L'Important, c’est d’aimer d’Andrzej Żuławski est un film extraordinaire : empli de noirceur, son récit tisse des liens puissants et désespérés entre chaque personnage.
C’est un long-métrage picaresque : il pose un regard cru sur les orgies poisseuses que Servais, le protagoniste principal, doit photographier pour le compte d’un mafieux inquiétant et faussement paternaliste, Mazelli.
C'est donc un film désespéré, mais qui n’oublie pas de montrer parfois une profonde humanité, comme avec la relation entre le même Servais et l’un des meilleurs personnages secondaires jamais vu au cinéma, joué par un Michel Robin exceptionnel : celui-ci est un homme dont la femme l’a trompé et quitté pour Servais ; alcoolique et fumeur à l’excès, à la fois bonhomme et pouilleux ; enveloppé d’une robe de chambre à carreaux, il conseille Servais et l’aide du mieux qu’il peut, par une sorte de charité inexplicable pour cet ancien amant de son ancienne compagne.
Jacques Dutronc interprétant Jacques Chevalier, l’époux de Nadine, est également exceptionnel en dépressif fantasque, qui a sombré dans le désœuvrement le plus total et assiste apathique et impassible aux tentatives de Servais de séduire sa femme.
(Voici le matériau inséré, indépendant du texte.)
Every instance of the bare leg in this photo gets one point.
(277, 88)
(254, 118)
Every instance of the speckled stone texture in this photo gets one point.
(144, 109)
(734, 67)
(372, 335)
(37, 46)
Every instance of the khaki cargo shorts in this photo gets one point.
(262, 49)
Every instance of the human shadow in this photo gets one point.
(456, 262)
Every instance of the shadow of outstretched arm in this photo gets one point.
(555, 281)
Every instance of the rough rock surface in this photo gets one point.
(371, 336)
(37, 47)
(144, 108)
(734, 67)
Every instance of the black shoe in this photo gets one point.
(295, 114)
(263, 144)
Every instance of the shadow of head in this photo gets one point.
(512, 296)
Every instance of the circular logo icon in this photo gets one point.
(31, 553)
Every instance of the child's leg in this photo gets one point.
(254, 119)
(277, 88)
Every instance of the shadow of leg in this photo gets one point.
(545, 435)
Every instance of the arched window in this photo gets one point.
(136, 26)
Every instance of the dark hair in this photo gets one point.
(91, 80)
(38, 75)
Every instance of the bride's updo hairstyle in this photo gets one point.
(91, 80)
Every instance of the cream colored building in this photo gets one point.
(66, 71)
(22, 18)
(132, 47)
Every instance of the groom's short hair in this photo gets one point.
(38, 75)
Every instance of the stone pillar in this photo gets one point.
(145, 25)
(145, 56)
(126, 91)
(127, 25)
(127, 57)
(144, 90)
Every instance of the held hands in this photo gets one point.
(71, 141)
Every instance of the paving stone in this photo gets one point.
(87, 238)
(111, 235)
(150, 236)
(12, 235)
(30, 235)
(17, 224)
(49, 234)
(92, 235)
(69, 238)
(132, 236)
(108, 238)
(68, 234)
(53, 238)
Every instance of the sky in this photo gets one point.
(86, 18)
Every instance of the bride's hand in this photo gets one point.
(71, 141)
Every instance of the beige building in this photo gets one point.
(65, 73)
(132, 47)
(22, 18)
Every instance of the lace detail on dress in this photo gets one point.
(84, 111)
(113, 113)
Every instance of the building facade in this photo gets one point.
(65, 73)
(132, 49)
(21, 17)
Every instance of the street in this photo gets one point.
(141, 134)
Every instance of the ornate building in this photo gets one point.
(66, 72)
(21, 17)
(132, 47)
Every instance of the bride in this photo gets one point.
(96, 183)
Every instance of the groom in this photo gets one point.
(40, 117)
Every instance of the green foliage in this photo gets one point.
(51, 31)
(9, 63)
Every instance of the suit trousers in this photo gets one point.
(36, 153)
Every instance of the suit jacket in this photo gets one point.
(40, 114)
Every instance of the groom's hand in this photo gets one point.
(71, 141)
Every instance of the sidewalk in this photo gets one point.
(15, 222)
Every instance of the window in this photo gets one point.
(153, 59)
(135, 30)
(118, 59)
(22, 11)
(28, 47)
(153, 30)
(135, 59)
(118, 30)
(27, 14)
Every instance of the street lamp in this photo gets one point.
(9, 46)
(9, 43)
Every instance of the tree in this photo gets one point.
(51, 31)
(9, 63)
Le voir, sur un matelas à même le sol, en pyjama, puis enchaîner les bouffonneries (tractions, histoires fantaisistes), alors que le photographe fait se dénuder sa femme en quelques minutes dans l’espoir d’une couverture fait d’emblée de ce personnage une figure extrêmement complexe, profonde et émouvante : drôle au départ, il se mue de plus en plus en personnage pathétique, anéanti par le chien noir de la dépression. Les images du film sont grisâtres, marronnasses, verdâtres, et ne laissent quasiment aucune place aux couleurs vives : quand elles apparaissent dans le long-métrage, c’est au détour d’une robe de prostituée, des murs d’une chambre glauque et des harnais de prostitués. C’est une véritable représentation des bas-fonds de Paris et des arrière-cuisines du monde du spectacle, où un photographe raté immortalise bien vite des parties fines, une actrice déchue est vite condamnée à des séries Z crapuleuses et ou des drag-queens se muent en prostituées. La relation entre Nadine et Servais, sorte d’amour impossible poussé par l’obstination et l’obsession du personnage joué par Fabio Testi, qui va jusqu’à se mettre en danger et à traiter avec le fameux Mazelli, avec lequel il ne voulait plus avoir rien à faire, est également assez prenante : l’amour profond de Nadine pour son mari, véritable clown blanc, l’empêche de céder à son attirance.
C'est un film qui m'apparaît comme un classique de ce cinéma français des années 1970 tellement varié et intéressant ; la démarche de ce réalisateur polonais de tourner des films en France m’a rappelé celle de Milan Kundera en littérature et du compatriote de celui-ci, Milos Forman, parti à Hollywood. Ce regard singulier, souvent assez sombre, des auteurs d’Europe de l’Est, irradie ainsi vraiment dans ce grand film, qui est devenu l’une des mes références.